Le chant de l'exil

Lentement, le soir s'avance sur les façades moroses et fades, la nuit s'étend à petits pas, sur l'horizon et sur les toits, et la pénombre, comme apeurée par la nuit vorace, se voile la face, recule d'abord, et puis s'efface...
Aux galeries des gares encore peuplés, le flou oppresse les pas pressés, et terreur poignarde les quais et les allées, au clair des bars et des bouis-bouis, le long des rails, le long des rues, la nuit menace, au fond des coeurs, au coeur des places.
Comme l'aigle plane sur sa proie, l'ombrant de ses ailes, et plante ses griffes dans la chair chaude, la nuit nous guette, nous suit de loin, et puis nous tient entre tourments, mélancolie et insomnie, entre malheurs et agonie. Elle nous fait frire dans l'angoisse. Elle nous torture. Elle nous fracasse.
Amis poètes ou amoureux de vers et rimes, je suis venu du plus amer et du plus dur de cette nuit, je suis venu de quelque part, d'une autre langue, d'une autre terre, d'outre culture, et même, peut-être, d'une autre peau, d'un autre sang et d'une autre race.
Vers vous, venu timidement, le coeur en larmes, l'âme déchirée, martyrisée. Je suis venu du plus amer et au plus dur de cette nuit. J'ai récité mes plaies et peines, chanté mes rêves et quelquefois je me suis tu, comme si j'étais à marée basse.
Enivrons-nous, me dit la Bohème*, et oublions nos différences, nos langues et terres. Nous sommes amis, nous sommes frères. Enivrons-nous de ce nectar, vidons les verres. Enivrons-nous dans l'extase ; les perles en mots, la soie en phrases. Assoiffons-nous. Soyons voraces.
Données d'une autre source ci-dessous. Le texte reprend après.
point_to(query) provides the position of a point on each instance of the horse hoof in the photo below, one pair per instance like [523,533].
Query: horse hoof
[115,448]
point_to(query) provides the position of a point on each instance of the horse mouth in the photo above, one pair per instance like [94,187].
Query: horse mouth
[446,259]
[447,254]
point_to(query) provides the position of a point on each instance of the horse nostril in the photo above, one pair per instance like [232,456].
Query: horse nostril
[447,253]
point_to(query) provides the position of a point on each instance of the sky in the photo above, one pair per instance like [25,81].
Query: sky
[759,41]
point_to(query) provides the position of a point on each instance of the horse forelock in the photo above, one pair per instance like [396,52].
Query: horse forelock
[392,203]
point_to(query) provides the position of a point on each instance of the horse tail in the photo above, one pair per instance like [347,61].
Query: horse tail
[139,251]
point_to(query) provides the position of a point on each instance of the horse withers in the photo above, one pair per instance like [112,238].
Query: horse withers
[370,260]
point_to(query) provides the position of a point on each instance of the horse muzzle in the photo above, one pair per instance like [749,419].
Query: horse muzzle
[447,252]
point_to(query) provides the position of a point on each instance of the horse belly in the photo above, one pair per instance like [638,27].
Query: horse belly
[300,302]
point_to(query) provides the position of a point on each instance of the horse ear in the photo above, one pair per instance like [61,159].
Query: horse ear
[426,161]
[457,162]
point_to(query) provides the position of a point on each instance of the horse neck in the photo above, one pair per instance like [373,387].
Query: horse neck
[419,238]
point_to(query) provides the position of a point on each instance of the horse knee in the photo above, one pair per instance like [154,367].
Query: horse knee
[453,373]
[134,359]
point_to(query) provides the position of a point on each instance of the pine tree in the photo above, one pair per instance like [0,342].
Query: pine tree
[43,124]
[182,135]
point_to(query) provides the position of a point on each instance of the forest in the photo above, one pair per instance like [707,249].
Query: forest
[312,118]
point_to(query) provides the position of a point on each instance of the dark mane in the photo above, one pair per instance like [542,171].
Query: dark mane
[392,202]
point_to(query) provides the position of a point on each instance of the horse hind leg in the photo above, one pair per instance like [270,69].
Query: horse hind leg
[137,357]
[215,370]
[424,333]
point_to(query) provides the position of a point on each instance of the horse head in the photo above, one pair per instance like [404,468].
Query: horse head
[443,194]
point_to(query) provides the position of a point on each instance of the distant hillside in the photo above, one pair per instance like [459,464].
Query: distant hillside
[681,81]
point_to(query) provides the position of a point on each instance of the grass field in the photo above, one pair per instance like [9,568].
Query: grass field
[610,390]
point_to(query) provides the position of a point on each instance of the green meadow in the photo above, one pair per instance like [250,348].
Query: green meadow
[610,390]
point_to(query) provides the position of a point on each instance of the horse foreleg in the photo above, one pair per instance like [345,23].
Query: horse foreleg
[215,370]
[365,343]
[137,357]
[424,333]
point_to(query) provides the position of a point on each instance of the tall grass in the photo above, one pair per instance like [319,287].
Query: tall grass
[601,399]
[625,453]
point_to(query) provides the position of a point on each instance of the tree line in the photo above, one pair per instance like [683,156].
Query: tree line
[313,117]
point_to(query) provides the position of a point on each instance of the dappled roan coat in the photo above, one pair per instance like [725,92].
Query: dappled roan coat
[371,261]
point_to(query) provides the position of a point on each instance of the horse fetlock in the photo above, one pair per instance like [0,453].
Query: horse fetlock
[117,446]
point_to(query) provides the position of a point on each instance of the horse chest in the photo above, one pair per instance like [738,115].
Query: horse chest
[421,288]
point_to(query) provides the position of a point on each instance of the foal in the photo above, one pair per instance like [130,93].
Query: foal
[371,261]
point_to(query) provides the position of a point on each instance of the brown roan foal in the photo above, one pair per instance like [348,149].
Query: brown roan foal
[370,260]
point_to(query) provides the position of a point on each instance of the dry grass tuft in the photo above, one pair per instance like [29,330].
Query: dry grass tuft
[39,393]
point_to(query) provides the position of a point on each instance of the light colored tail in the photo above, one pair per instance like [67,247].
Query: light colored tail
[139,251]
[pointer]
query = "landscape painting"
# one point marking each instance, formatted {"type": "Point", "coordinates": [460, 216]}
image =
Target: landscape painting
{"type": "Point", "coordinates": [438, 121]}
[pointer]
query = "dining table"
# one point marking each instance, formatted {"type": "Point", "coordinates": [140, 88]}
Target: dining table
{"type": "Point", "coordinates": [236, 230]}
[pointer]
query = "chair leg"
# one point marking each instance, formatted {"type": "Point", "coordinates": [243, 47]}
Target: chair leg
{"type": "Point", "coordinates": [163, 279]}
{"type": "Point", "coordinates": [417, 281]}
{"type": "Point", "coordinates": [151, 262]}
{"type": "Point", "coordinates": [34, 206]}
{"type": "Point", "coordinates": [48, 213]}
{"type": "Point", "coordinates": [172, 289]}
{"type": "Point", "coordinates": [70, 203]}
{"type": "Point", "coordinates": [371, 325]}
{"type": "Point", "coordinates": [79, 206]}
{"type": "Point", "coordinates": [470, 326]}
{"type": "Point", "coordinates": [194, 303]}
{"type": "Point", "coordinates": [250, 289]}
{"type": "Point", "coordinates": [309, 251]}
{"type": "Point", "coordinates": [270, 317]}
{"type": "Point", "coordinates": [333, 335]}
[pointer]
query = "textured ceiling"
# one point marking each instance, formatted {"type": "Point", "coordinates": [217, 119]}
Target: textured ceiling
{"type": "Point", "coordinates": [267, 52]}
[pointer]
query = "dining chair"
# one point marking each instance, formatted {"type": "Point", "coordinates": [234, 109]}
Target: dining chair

Amis poètes ou amoureux des vers et rimes, dit le titan, qui garde la grotte en guise de cave,faisons hommage à tel ou telle. Fêtons la vie. Fêtons l'amour, la poésie et les poètes. Et enterrons le jour fadasse.
Paris sommeille entre nous; entre lectures, chansons et rires. Paris s'endort tel l'enfant bercé au chaud. Et dans les rues, là-bas derrière, derrière la cave, derrière les murs de la Bohème, derrière nos rimes, derrière la vie, derrière l'audace, Paris se lasse.
Otons nos masques, dit le poète, ôtons l'oubli, le petit boulot, ôtons les charges, ôtons les cernes, ôtons le trop, le lendemain, le réveille-matin, le dernier métro, aimons la vie, et sortons-y rappeler les âmes qui rêvent de fric et qui paniquent, entre dédales et mille crevasses.
Emportez-moi, amis poètes ou amoureux des vers et rimes, emportez-moi vers l'au-delà, bien loin de moi, vers le salut, le quelque part et nulle part, vers un pays sans répression sans tyrannie, qui n'est que le mien, mais sans la misère, sans bidonville et sans palace.
Morose je suis, et ténébreux, je le sais bien, que voulez-vous ? C'est l'oppression de la mémoire, la nostalgie, et c'est aussi, les petits ennuis, le gros cafard : le racisme, l'assimilation, le bannissement, la réclusion, les préjugés, l'exclusion... etc. et la menace.
Et maintenant que le temps pointe vers les adieux, les au revoir, je vous remercie d'avoir accueilli les vers et les rimes de ma langue natale. Merci à tous ceux qui m'ont aidé, encouragé et applaudi. Merci à toutes celles qui m'ont souri et qui m'ont cité en dédicace.
Salut à vous, amis de la cave, amis bohèmes, poètes ou pas, chanteurs ou pas, comiques ou blêmes, je ne vois pas la différence, hormis l'amour des vers et des rimes, hormis l'envie d'être ici, de partager vers et récits, hormis la classe, hormis la grâce.

* La Bohème : c'est le nom de la cave du théâtre des Déchargeurs.